Most existing methods belong to the probability matching type [24,45,59,116,
127]. The basic probability matching selection rule computes each configuration’s selection probability as the proportion of the configuration’s reward to the total sum of all rewards. The main drawback of probability matching is that this can lead to the loss of some candidate configurations. If the selection probability of an algorithm configuration would become too low at some point, it would never be used again and its reward can no longer be updated. This is an unwanted property since the operator might become valuable again in a future stage of the search process [114]. To ensure no candidate configuration gets lost, a minimum selection probability can be enforced. In practice, all mildly relevant operators keep being selected, hindering the probability matching performance [35]. To address this issue, the adaptive pursuit method [114, 115] has been proposed, in which the selection probability is updated in such a way that the algorithm pursues the configuration that currently has the maximal reward. To achieve this, the pursuit method increases the selection
probability of the configuration with the maximal reward and decreases selection probabilities of all other configurations.
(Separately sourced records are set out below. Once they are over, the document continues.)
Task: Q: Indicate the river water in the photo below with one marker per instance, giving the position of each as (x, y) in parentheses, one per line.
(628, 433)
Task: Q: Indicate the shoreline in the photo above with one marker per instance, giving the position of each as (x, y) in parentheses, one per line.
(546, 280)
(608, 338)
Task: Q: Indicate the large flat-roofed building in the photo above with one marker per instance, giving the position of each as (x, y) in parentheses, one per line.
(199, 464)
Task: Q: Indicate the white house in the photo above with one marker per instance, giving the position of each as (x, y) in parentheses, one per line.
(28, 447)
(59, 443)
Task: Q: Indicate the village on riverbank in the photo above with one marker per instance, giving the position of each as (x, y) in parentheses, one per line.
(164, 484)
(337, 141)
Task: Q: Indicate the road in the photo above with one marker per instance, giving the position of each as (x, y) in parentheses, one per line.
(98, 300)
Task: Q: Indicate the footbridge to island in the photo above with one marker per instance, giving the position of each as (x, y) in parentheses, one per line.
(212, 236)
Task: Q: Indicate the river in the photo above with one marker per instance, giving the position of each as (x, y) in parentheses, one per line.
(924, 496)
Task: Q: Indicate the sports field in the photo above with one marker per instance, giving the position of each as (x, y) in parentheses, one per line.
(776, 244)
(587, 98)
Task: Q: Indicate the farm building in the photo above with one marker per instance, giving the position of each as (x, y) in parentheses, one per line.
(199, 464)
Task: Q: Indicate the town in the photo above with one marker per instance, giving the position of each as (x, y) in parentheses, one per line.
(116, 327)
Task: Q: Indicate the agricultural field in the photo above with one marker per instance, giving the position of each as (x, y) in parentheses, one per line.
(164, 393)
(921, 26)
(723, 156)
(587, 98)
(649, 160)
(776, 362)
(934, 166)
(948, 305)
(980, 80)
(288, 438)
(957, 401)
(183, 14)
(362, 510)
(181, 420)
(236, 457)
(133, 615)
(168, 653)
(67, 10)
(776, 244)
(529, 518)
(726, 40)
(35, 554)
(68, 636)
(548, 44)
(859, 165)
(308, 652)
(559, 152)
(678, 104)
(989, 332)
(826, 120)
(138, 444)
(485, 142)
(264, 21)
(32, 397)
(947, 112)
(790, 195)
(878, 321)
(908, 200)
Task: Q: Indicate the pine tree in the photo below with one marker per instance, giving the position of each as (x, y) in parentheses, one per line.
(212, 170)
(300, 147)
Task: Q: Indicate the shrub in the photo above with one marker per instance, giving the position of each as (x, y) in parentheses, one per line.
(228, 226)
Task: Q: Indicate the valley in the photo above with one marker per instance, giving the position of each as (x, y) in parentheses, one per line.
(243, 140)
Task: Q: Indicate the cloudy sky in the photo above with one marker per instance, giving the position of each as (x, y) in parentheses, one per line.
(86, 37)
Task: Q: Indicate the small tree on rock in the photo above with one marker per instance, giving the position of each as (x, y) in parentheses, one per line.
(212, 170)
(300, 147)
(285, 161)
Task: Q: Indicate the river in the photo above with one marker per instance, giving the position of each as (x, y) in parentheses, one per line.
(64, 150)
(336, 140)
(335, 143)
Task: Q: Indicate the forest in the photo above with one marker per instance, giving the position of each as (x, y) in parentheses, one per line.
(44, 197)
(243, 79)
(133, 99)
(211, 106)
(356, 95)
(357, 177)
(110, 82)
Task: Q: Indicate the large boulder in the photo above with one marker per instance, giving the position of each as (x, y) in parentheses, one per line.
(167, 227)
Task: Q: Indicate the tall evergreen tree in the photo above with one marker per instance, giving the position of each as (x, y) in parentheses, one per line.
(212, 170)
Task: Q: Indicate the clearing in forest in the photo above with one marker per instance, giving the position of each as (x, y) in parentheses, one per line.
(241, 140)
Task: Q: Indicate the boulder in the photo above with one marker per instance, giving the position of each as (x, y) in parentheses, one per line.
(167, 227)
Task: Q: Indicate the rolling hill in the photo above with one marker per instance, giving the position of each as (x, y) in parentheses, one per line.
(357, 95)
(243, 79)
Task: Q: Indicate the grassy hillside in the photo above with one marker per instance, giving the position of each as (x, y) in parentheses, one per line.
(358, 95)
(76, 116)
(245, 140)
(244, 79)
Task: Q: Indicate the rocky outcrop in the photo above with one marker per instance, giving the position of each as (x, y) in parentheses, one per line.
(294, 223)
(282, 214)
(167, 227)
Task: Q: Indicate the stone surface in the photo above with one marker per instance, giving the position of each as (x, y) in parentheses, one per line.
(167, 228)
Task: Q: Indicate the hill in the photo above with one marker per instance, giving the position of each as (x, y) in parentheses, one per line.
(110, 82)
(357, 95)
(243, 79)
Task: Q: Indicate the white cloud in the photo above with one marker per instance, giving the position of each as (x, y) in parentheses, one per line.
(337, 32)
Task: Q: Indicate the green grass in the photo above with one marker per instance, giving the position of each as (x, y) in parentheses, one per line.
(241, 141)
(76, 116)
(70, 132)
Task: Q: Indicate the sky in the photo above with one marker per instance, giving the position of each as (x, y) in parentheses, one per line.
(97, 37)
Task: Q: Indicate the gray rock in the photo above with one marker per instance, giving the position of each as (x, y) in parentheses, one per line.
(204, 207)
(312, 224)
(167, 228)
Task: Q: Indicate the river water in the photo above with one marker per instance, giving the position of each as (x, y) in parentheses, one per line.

Alternatively, there has been a class of methods based on the Multi-armed Bandit Paradigm [6, 27], which formulates the configuration selection as a Exploration vs. Exploitation (EvE) dilemma, where Exploitation aims at selecting the best rewarded configuration in the last stages of search whereas Exploration is concerned with checking whether other configurations might in fact become the best ones at some later stages. The EvE dilemma has been intensively studied in Game Theory, more specifically in the so-called Multi-Armed Bandit (MAB) framework [6]. The MAB framework considers a set of K independent arms, each one of which having some unknown probability of getting a (boolean) reward. The optimal selection strategy is one maximizing the cumulative reward along time. A vital limitation of the standard MAB framework lies in that it only considers a static environment (the unknown reward probability of any arm being fixed along time), whereas the adaptive algorithm is intrinsically dynamic (the quality of any configuration is bound to vary along evolution). Even though every configuration keeps being selected and it can ultimately be realised that some new configuration has become the best one, in practice this would need to wait way too long before the new best configuration can be discovered.